Beanball

Ray Chapman, gedood door een worp van Carl Mays in 1920.

In het honkbalgebeuren is een beanball een worp, vergelijkbaar met een brushback worp, maar eigenlijk bedoeld om de slagman te raken als hij naar het hoofd wordt gegooid. De bal wordt zelden als strategisch wapen gebruikt en is meestal een uiting van woede en frustratie; slagmensen die tegenover een bekende koppensneller staan, hebben echter een reden om bang te zijn voor een bal en kunnen uit zelfbescherming hun slagmethode aanpassen, waardoor de werper misschien een strategisch voordeel heeft. Van sommige werpers is bekend dat ze bonenballen gooien als reactie op het opgeven van homeruns. Teams met verhitte rivaliteiten zien vaak meerdere beanballs uitgewisseld in een seizoen.

Beanballs kan soms leiden tot gevechten, het aanvallen van de heuvel, en bank-clearing vechtpartijen. Vanwege de gevaren van de worp en de mogelijkheid van gevechten, zullen scheidsrechters nu vaak teams waarschuwen, nadat bonenballen of gevechten hebben plaatsgevonden, dat elke werper die naar een slagman gooit uit de wedstrijd zal worden gezet met een verplichte schorsing van één dag voor de manager van de werper. Het gooien naar slagmensen kan soms ook leiden tot schorsing voor een aantal wedstrijden. Managers kunnen ook worden uitgeworpen als zij, naar het oordeel van de scheidsrechter, hun werper hebben aangemoedigd om een boonbal te gooien.
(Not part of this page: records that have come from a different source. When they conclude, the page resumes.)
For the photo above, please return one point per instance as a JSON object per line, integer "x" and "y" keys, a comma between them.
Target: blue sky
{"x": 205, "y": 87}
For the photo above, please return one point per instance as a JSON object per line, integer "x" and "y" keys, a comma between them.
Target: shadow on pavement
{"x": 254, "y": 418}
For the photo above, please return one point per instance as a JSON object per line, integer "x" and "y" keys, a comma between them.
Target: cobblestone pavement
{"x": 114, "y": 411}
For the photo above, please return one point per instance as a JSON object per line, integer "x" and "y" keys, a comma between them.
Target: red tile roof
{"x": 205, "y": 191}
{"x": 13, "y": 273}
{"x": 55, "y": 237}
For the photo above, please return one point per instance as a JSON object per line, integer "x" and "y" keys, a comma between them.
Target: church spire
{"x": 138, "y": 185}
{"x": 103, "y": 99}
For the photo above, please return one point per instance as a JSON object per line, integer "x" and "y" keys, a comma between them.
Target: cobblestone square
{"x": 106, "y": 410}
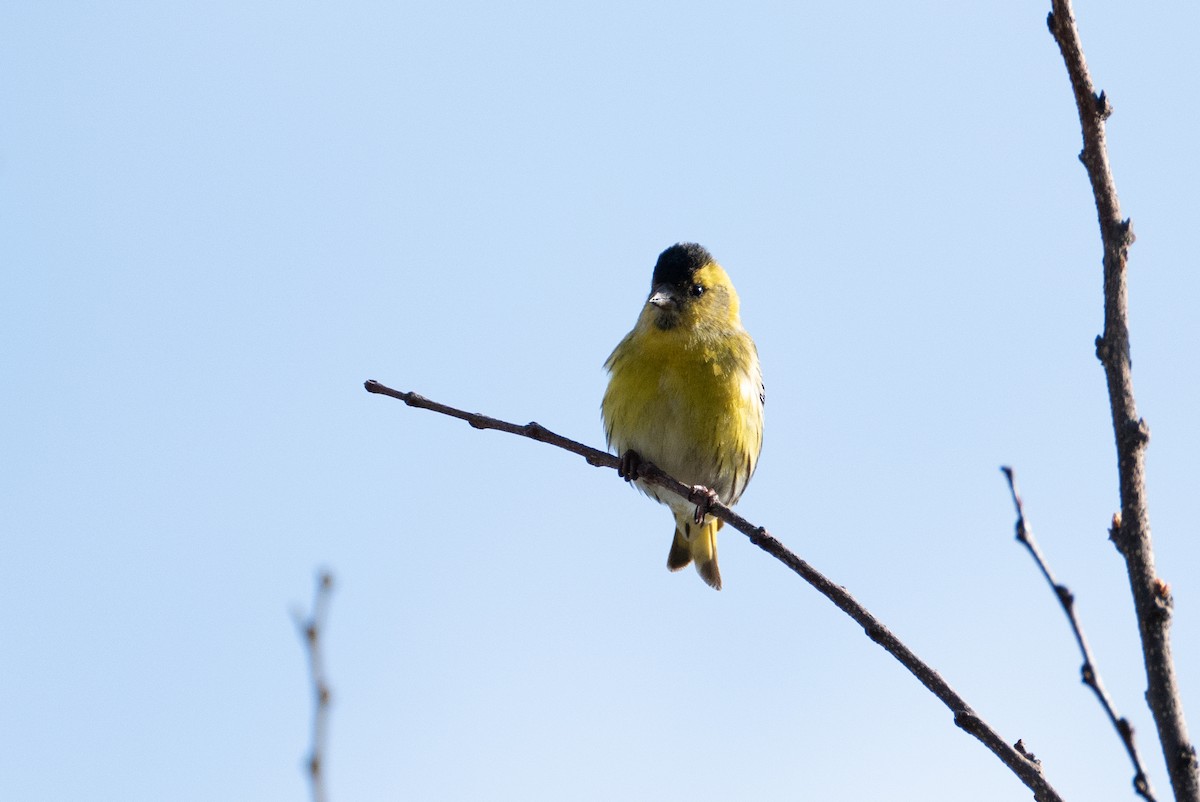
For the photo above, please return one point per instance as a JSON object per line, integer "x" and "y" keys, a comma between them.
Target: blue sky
{"x": 220, "y": 219}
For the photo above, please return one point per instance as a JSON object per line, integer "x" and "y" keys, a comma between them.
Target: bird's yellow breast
{"x": 690, "y": 402}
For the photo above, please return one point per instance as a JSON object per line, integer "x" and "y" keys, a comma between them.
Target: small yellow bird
{"x": 685, "y": 393}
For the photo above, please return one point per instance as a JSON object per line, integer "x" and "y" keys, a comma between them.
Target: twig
{"x": 1021, "y": 762}
{"x": 311, "y": 629}
{"x": 1090, "y": 675}
{"x": 1131, "y": 527}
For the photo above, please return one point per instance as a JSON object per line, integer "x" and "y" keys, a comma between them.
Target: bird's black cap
{"x": 679, "y": 263}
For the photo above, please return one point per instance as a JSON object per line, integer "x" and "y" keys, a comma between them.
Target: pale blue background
{"x": 219, "y": 219}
De carrières van verscheidene spelers zijn verzwakt of ontspoord na geraakt te zijn met een boonbal. Hall of Famer Mickey Cochrane werd in 1937 bewusteloos geslagen en later 7 dagen in het ziekenhuis opgenomen, en speelde nooit meer een wedstrijd. In 1941 werd Pete Reiser, outfielder van de Dodgers, een maand in het ziekenhuis opgenomen, één van de vele blessures die zijn loopbaan verkortten. Lou Boudreau speelde slechts sporadisch nadat hij in 1951 een pak rammel had gekregen, en ging het seizoen daarop met pensioen. Tony Conigliaro miste meer dan een jaar nadat hij in zijn oog was geraakt, en zijn zicht verslechterde later zodanig dat hij gedwongen was met pensioen te gaan. Dickie Thon keerde terug van een gruwelijke klap in 1984, maar evenaarde nooit meer zijn eerdere succes. Op 28 september 1995 werd Kirby Puckett, de superster buitenvelder van de Minnesota Twins, in zijn wang geraakt door een fastball van Dennis Martínez, waardoor zijn kaak brak en twee tanden los kwamen te zitten. Het zou zijn laatste wedstrijd zijn; tijdens de voorjaarstraining van het volgende jaar kreeg hij glaucoom, wat het einde van zijn loopbaan betekende. In 2005 werd Adam Greenberg van de Cubs op het hoofd geraakt met de eerste worp uit zijn major league carrière. Ron Santo, die dacht dat hij een oog verloren had toen zijn jukbeen gebroken werd door een worp in 1966, haastte zich terug naar de line-up. Hij beschreef zijn houding: “Het was zo van, ‘Hier, sla me nog eens.’ Ik had geen angst. Ik ging gewoon door. Als je ouder wordt, komt de angst misschien wel opzetten. Niemand zal dat toegeven, maar het gebeurt wel.” Don Zimmer, die in 1953 bijna gedood werd door een boonbal en vier metalen knopen chirurgisch in zijn schedel liet implanteren, vertelde: “Het is niet zo dat je harder bent dan iemand anders… Je weet nooit hoe je gaat reageren totdat je terugkomt en weer speelt.”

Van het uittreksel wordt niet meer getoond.